Deneyimsel Tasarım Öğretisi

Beni Benden Alan Tatlar

Beni benden alan tatlar…

Soğuk günlerin ardından, güneşi görünce çok sevinmişti. Bu fırsatı değerlendirip kendini bahçeye atmıştı. Masasına kurulmuş mis gibi havayı solurken, kitap okumaya koyulmuştu. Sayfaları çevirirken bir yandan da rüzgarın fısıltısına kulak veriyordu. O sırada annesi elinde bir pasta tabağıyla gelmişti. O da nesi çilekli pasta! Hem de taze mevsim çilekleriyle… “Aaa! Ne yaptın sen? Beni benden aldın canım annem”. Havanın, ortamın güzelliğine bir de annesinin lezzetli pastası eklenmişti. Hepsi ayrı bir tattı onun için. 

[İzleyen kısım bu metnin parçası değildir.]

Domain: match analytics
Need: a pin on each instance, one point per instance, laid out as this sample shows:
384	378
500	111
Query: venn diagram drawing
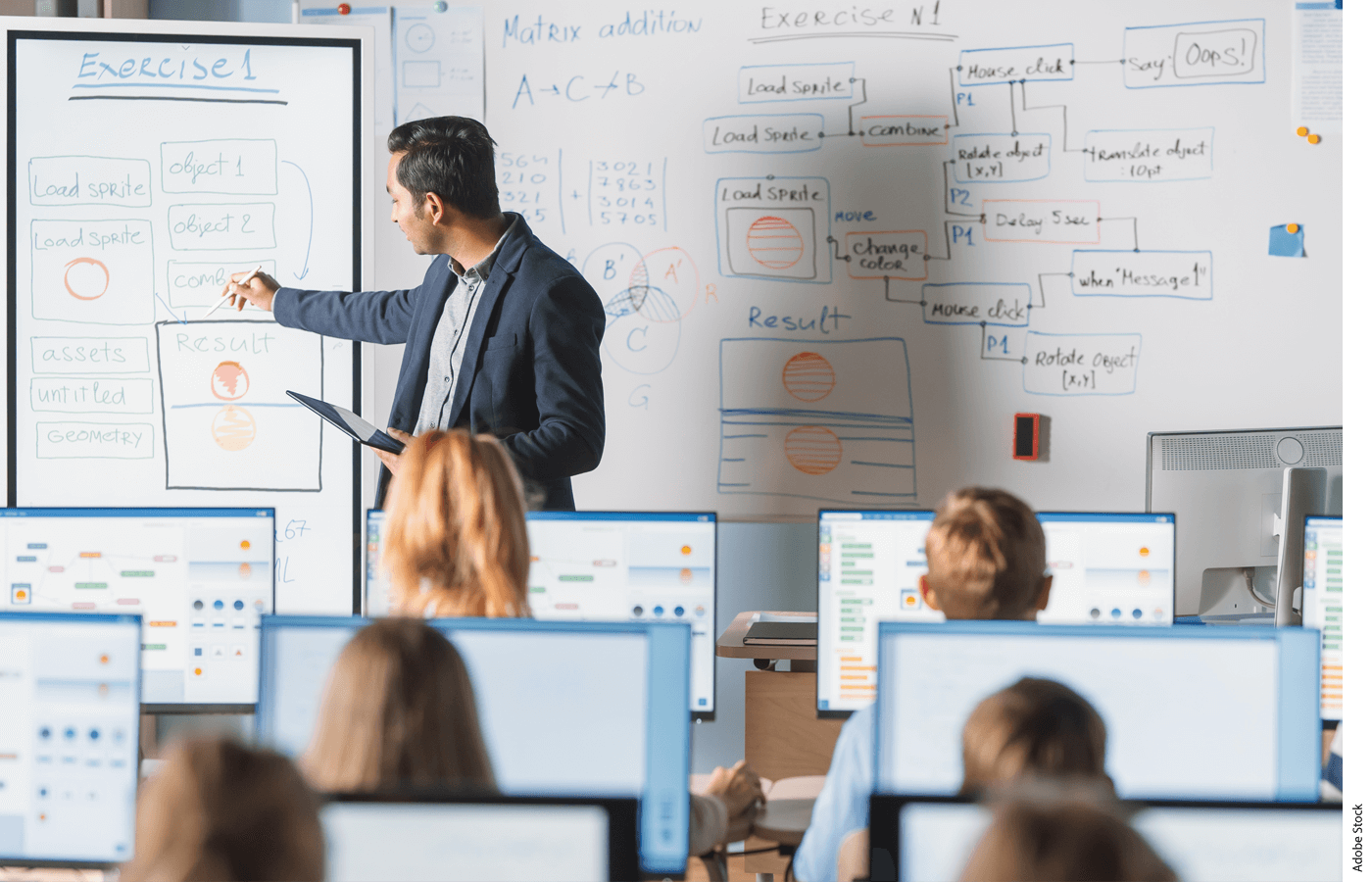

 Annesine teşekkür edip çatala, bıçağa sarılmıştı. Kitabı bir kenara bırakmış kendini pastaya vermişti. O sırada telefona mesajlar gelmeye başladı. Liseden beri sıkı fıkı olduğu birkaç arkadaşı kalmıştı. Gün boyu sürekli onlarla yazışırdı. Diğerleriyse hep üniversiteli olmuştu. Bir yerleri kazandıklarını öğrenince her biri için sevinmişti aslında ama kendi için bu çok zordu. Çünkü günlük meşgalelerinden kopacak kadar çok çalışamazdı. Ne yapsın o da arkadaşları ile takılıyordu gün boyu. Yine onlardan mesaj gelmiştir diye düşündü. Hem şimdi telefona bakmak istemiyordu tabağını bitirmeliydi önce. Böylesine bir keyfi erteleyemezdi.  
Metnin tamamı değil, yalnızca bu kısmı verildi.